/ But I can’t sleep through the night
Fenix Flexin est un rappeur de Los Angeles. Sa carrière n’a rien d’époustouflant, mais il existe sur la scène et sa notoriété, au moins locale, est indéniable, notamment lorsqu’il a fait partie du groupe de hip-hop Shoreline Mafia. Son œuvre en solo est ordinaire, du rap de bon aloi, sans originalité particulière, avec comme d’habitude une voix auto-tunée et des samples usés jusqu’à la corde. De la musique interchangeable, avec des milliers d’artistes autour du monde qui produisent exactement la même soupe fade, comme pourrait finalement le faire une IA.
Le 29 juin, il a sorti sur YouTube une chanson intitulée “Rubberz”. Dans un genre complètement différent de ce qu’il a toujours fait : un titre aux accents clairement années 80, avec des réminiscences de pop anglaise, genre The Smiths et autres groupes similaires de l’époque. Tout son public fut un peu surpris. Et franchement, si on fait abstraction des paroles sans queue ni tête, ne transmettant aucun début d’émotion, c’est plutôt pas mal du tout et entraînant. Avec près de 8 millions de vues au moment d’écrire ces lignes, il semblerait que les gens aient apprécié.
Puis des musiciens et des spécialistes ont commencé à exprimer des doutes.
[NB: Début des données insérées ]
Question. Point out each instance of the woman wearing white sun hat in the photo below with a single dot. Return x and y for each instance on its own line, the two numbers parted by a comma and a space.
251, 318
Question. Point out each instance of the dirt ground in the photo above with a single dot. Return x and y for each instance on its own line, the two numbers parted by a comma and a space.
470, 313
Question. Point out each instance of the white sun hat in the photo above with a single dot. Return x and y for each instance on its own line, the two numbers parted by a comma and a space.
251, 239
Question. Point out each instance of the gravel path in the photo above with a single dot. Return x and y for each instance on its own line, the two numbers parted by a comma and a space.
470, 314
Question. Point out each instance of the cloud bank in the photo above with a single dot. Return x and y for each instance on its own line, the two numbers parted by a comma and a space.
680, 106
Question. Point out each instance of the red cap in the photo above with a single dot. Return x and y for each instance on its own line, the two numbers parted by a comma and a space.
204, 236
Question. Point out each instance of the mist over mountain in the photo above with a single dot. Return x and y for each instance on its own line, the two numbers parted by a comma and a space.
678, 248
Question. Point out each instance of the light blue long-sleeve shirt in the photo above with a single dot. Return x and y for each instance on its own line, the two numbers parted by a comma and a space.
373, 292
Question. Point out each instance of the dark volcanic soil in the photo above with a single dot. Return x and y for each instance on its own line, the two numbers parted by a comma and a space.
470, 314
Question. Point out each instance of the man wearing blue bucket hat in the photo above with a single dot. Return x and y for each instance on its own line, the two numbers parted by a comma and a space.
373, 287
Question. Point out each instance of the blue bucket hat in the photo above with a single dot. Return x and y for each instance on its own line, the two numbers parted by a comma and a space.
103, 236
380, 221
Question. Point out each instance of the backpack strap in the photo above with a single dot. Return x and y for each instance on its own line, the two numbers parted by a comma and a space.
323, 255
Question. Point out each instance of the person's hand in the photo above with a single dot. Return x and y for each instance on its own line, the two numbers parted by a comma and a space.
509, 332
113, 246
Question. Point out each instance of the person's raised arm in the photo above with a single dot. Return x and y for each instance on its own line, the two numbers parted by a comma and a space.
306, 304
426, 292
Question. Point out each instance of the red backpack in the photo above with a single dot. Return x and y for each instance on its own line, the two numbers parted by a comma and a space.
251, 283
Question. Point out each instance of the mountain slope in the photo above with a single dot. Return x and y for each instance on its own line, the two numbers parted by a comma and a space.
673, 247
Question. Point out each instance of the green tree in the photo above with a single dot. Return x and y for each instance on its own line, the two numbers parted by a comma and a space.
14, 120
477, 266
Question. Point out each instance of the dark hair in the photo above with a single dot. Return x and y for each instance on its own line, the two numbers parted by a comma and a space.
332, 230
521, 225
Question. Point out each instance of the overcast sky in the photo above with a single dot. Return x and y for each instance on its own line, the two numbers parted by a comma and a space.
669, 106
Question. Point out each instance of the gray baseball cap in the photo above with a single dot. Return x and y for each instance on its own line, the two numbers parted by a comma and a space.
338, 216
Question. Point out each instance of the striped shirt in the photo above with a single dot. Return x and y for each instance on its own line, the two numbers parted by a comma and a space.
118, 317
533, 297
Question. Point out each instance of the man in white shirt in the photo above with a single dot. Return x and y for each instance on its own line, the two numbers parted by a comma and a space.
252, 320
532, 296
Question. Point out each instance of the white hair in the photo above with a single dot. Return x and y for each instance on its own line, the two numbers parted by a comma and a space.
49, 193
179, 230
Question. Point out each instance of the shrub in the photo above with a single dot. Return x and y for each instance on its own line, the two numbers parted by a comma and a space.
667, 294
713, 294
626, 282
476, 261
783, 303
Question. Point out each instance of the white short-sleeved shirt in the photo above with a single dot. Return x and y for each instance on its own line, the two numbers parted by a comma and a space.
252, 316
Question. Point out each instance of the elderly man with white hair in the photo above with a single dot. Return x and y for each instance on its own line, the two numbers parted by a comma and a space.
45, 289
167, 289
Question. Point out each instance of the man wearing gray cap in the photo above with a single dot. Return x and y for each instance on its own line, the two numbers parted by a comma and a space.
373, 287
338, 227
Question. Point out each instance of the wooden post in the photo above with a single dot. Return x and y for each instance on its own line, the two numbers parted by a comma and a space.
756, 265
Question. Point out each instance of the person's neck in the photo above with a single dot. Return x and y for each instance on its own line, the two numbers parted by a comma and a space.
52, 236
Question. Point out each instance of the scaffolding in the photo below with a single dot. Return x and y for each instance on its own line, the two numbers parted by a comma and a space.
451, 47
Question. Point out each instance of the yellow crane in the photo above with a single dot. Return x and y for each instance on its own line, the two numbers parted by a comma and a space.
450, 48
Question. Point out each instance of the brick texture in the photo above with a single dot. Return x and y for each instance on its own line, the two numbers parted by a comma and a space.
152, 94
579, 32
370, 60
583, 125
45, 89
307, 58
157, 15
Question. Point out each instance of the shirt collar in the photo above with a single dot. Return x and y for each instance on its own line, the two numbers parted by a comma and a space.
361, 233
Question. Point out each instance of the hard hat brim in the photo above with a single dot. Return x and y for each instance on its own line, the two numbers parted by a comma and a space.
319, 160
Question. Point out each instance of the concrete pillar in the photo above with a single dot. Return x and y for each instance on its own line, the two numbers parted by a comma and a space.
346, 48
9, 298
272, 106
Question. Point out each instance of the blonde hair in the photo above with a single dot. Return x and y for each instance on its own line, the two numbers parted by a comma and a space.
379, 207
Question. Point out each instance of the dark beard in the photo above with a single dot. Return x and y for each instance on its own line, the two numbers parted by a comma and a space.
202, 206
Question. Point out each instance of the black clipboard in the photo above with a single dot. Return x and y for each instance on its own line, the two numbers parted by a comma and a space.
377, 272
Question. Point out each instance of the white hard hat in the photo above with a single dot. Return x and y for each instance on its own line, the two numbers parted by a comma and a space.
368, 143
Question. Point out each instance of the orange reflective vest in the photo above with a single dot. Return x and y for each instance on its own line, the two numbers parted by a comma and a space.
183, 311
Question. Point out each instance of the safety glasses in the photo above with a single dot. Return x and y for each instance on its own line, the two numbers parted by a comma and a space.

La musique, et même les paroles, exhalaient une forte odeur d’IA. Ils ont commencé à exprimer leurs réserves ici et là. Et ça a fait boule de neige. Au point où l’artiste a été contraint de s’exprimer publiquement, niant tout en bloc. Cependant, un musicien a réussi à identifier l’outil d’intelligence artificielle utilisée. Non pas par le déploiement d’outils de détection très pointus, mais juste parce que Fenix Flexin avait accidentellement laissé échapper un fichier MP3 contenant le nom de l’outil employé.
La cible de ces accusations a continué à nier. Malchance pour elle, l’outil présumé, Treblo IA, a sorti aujourd’hui un outil permettant de détecter si une chanson a été générée en utilisant ses services. Et le verdict est assez clair : “Très vraisemblablement généré par Treblo”.
Nous n’avons pas encore le fin mot de l’histoire. Et peut-être ne l’aurons-nous jamais. Mais ce genre d’affaires, appelées à se multiplier, me fascine. Certains seront sans doute accusés à tort, d’autres à raison. Avant, il n’y avait que le plagiat ou l’échantillon volé. C’est maintenant beaucoup plus diversifié. Nous vivons une époque formidable.
Discussion
Ah, vielle branche, encore en vie :-)
Malgré mes 60 ans, la Grande Faucheuse se tient pour le moment a distance. “Pourvou quai sa doure” (disait la mère de Napoleon a propos de la carrière de son fiston).
Dans la famille IA, j’ai lu hier quelque part (où ?) que les lecteurs préféraient les histoires générées par IA car plus simples à lire. Je t’avoue avoir eu une assez nette envie de crever.
Long time no see. Merci beaucoup pour ce billet, Laurent.
Comme toi, je me sens fascine (voire effraye) par ces évolutions musicales.
J’avais publie sur LinkedIn, il y a 6 mois, une note qui faisait part de mes espoirs et mes craintes a propos des IA musicales.
Depuis, un ami français vivant en Californie m’a annoncé arrêter son groupe de metal pro-am, pourtant signe sur un label US indépendant … pour ouvrir une maison d’edition d’artistes de metal IA. “Nous vivons une époque formidable”, assurément.